Obviously people who pick on you for any reason don't like themselves. I've had to learn body language to find out if the problem is really me or them and it is both. You may not be perfect but if you accept others weaknesses they are going to realize they're frauds if they don't accept yours. They are very fragile pathetic people sometimes you have to reach out to them and assure them that you like them. When people don't like me I give them compliments flattery but that can backfire if they think you're faking because passive aggressive people are paranoid.
I worked with a passive aggressive doctor who couldn't ask me DIRECTLY what he wanted. First he was nice I welcomed him whatever. Like 6 months later he stopped telling me good job(note my behavior didn't change) he EXCLUDED me, didn't want to do treatment with me and I got yelled at by my manager because he complained so much. Then 2 days later he changed his mind and called me in to do treatment. WTF bipolar much??
I didn't react to him or fight but that is what he wanted to fight with me to release his tension. I just behaved well and made him feel like crap which he already did. I figured this out by body language and I didn't have a 'you owe me attitude' so he was very confused. He came to me and was like 'If you have questions, just ask'. Implying that I have a problem when he has the problem. When you get to know people you realize they are not honest with themselves. But by doing nothing I frustrated his purpose LOL. I didn't argue or fight I made it be known that I had no problem with him but thought he didn't communicate what he wanted with me. That is when I realized I disrupted his routine.

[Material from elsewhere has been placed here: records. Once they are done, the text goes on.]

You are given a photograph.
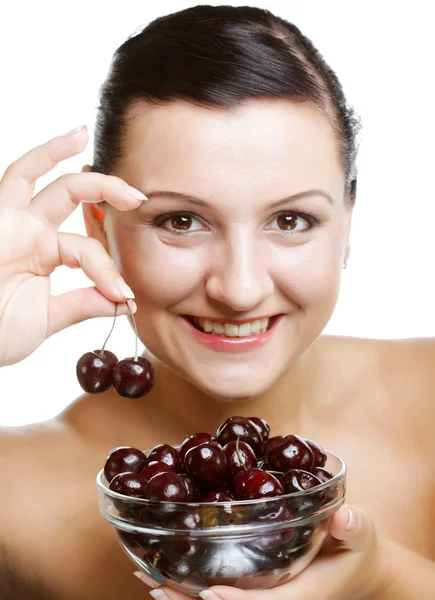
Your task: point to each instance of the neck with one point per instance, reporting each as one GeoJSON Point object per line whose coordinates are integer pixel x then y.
{"type": "Point", "coordinates": [182, 408]}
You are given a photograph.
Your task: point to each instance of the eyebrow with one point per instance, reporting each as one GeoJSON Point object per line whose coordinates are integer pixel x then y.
{"type": "Point", "coordinates": [201, 202]}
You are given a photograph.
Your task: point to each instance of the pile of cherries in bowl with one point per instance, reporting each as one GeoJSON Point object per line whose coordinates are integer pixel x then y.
{"type": "Point", "coordinates": [236, 508]}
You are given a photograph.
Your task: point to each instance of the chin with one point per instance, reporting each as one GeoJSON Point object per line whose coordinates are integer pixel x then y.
{"type": "Point", "coordinates": [235, 389]}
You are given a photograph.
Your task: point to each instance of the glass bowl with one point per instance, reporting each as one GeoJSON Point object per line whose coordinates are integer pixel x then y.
{"type": "Point", "coordinates": [253, 544]}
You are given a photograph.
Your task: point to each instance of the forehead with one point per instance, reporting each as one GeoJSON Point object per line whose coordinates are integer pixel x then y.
{"type": "Point", "coordinates": [263, 145]}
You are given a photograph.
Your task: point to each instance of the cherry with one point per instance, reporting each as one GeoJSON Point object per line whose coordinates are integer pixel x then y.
{"type": "Point", "coordinates": [272, 442]}
{"type": "Point", "coordinates": [186, 519]}
{"type": "Point", "coordinates": [166, 487]}
{"type": "Point", "coordinates": [318, 453]}
{"type": "Point", "coordinates": [291, 453]}
{"type": "Point", "coordinates": [95, 371]}
{"type": "Point", "coordinates": [124, 460]}
{"type": "Point", "coordinates": [194, 440]}
{"type": "Point", "coordinates": [297, 480]}
{"type": "Point", "coordinates": [256, 483]}
{"type": "Point", "coordinates": [133, 377]}
{"type": "Point", "coordinates": [261, 426]}
{"type": "Point", "coordinates": [207, 463]}
{"type": "Point", "coordinates": [219, 495]}
{"type": "Point", "coordinates": [240, 457]}
{"type": "Point", "coordinates": [322, 474]}
{"type": "Point", "coordinates": [167, 454]}
{"type": "Point", "coordinates": [242, 428]}
{"type": "Point", "coordinates": [129, 484]}
{"type": "Point", "coordinates": [192, 487]}
{"type": "Point", "coordinates": [154, 467]}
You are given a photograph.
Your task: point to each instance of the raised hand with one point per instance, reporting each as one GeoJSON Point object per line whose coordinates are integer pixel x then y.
{"type": "Point", "coordinates": [31, 247]}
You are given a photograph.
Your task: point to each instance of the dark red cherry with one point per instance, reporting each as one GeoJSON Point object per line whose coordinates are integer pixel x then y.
{"type": "Point", "coordinates": [194, 440]}
{"type": "Point", "coordinates": [192, 486]}
{"type": "Point", "coordinates": [256, 483]}
{"type": "Point", "coordinates": [242, 428]}
{"type": "Point", "coordinates": [292, 453]}
{"type": "Point", "coordinates": [133, 378]}
{"type": "Point", "coordinates": [167, 454]}
{"type": "Point", "coordinates": [322, 474]}
{"type": "Point", "coordinates": [240, 457]}
{"type": "Point", "coordinates": [166, 487]}
{"type": "Point", "coordinates": [95, 371]}
{"type": "Point", "coordinates": [206, 463]}
{"type": "Point", "coordinates": [185, 519]}
{"type": "Point", "coordinates": [218, 495]}
{"type": "Point", "coordinates": [318, 453]}
{"type": "Point", "coordinates": [154, 467]}
{"type": "Point", "coordinates": [272, 442]}
{"type": "Point", "coordinates": [129, 484]}
{"type": "Point", "coordinates": [261, 426]}
{"type": "Point", "coordinates": [124, 460]}
{"type": "Point", "coordinates": [297, 480]}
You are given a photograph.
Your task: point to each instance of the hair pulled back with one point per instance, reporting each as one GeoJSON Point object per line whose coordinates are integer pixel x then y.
{"type": "Point", "coordinates": [220, 57]}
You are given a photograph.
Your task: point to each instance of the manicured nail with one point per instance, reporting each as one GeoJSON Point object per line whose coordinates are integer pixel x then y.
{"type": "Point", "coordinates": [123, 288]}
{"type": "Point", "coordinates": [132, 305]}
{"type": "Point", "coordinates": [77, 129]}
{"type": "Point", "coordinates": [351, 523]}
{"type": "Point", "coordinates": [136, 193]}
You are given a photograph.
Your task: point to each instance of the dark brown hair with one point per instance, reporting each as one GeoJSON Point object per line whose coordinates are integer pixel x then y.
{"type": "Point", "coordinates": [220, 56]}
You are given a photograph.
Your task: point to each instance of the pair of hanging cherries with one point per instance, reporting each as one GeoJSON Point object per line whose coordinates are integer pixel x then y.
{"type": "Point", "coordinates": [131, 377]}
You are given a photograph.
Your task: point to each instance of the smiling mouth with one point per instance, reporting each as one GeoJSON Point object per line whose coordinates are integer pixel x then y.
{"type": "Point", "coordinates": [254, 327]}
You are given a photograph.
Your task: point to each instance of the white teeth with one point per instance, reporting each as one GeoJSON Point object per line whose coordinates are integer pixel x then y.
{"type": "Point", "coordinates": [232, 330]}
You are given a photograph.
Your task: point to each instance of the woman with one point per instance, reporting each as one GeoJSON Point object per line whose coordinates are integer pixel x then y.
{"type": "Point", "coordinates": [238, 133]}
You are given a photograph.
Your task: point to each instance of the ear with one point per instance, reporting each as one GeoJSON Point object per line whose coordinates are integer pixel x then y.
{"type": "Point", "coordinates": [94, 216]}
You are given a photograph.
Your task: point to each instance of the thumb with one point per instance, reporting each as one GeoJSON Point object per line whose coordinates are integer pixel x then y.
{"type": "Point", "coordinates": [79, 305]}
{"type": "Point", "coordinates": [352, 525]}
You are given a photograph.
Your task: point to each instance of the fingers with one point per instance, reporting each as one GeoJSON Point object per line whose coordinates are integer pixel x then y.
{"type": "Point", "coordinates": [18, 182]}
{"type": "Point", "coordinates": [352, 525]}
{"type": "Point", "coordinates": [58, 200]}
{"type": "Point", "coordinates": [78, 306]}
{"type": "Point", "coordinates": [77, 251]}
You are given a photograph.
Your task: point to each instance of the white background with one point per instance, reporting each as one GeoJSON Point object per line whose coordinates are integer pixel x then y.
{"type": "Point", "coordinates": [54, 57]}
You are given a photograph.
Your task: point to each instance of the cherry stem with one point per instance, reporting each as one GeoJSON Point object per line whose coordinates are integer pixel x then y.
{"type": "Point", "coordinates": [135, 331]}
{"type": "Point", "coordinates": [242, 462]}
{"type": "Point", "coordinates": [113, 325]}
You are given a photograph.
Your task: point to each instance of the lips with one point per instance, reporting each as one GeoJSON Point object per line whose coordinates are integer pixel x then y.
{"type": "Point", "coordinates": [219, 324]}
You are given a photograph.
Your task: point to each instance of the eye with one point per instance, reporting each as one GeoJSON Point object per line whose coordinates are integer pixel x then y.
{"type": "Point", "coordinates": [292, 222]}
{"type": "Point", "coordinates": [178, 223]}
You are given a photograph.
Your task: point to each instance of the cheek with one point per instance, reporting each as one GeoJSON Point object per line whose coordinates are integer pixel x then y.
{"type": "Point", "coordinates": [309, 275]}
{"type": "Point", "coordinates": [159, 274]}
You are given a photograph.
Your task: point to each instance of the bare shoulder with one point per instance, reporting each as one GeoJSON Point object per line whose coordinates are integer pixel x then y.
{"type": "Point", "coordinates": [404, 368]}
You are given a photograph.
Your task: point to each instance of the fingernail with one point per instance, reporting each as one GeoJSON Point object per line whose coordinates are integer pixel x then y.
{"type": "Point", "coordinates": [77, 129]}
{"type": "Point", "coordinates": [351, 523]}
{"type": "Point", "coordinates": [135, 193]}
{"type": "Point", "coordinates": [132, 305]}
{"type": "Point", "coordinates": [123, 288]}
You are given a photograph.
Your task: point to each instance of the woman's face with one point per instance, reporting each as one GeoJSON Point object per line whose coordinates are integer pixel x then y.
{"type": "Point", "coordinates": [235, 254]}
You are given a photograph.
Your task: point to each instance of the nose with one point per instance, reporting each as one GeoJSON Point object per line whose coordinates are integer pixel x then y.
{"type": "Point", "coordinates": [239, 276]}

You might be suicidal because you feel things strongly are sensitive but you can't take peole or their authority seriously. I was raised to think other people were better than me knew more than me come to realize the opinion of people means nothing. What matters is your opinion of yourself.
I say build your self esteem get to know yourself and be loyal to yourself. Even if people are hurtful if you are solid they can't get to you because you know the truth. You are on the side of truth you do your job not gossip or denigrate others. I also learnt to a certain extent to accept unstable coworkers as family if I'm going to be staying there. I treat them like children speak slowly clearly because they're not confident like me lol.
Through body language reading people non verbal communication you can influence people to make your life easier. Learn body language I am so serious about this. I was born clueless.
So in conclusion do self help, build your self esteem by setting goals, be courteous bring problems up if confrontations are necessary from cattiness contront those people. I've had to do that once at another job this person didn't respect me they grabbed my shirt. I got even but I also told her 'You are the rudest person your parents didnt teach you manners'. I knew I was better educated spoke better english than her duh. She cried and tried to say that I sit on my butt and do nothing. Which is also not true but what else would she say?
You may feel bad now but I promise that if you are your own best friend life gets much much better. You will learn also that people pretend to be confident and know but they don't. It's a mask.
6th January 2010, 01:01 AM
Re: coworkers hate me
I see where your coming from I have the exact same problem and I think its making me depressed just getting the cold shoulder from everyone; when (not to be full of myself) I feel like I should be getting a big pat on the back since I get way more work done then the other guys. Then to make it worst i get denied a raise. Which is semi understandable with the economy being down, but it did feel like a big spit in the FACE, after two years. In a nutshell I think that passive aggressive behaivor should not be tolerated at all in a work place it just brings everyone down.... And I think even if its going to be a struggle at first that maybe mental wellness is better than money.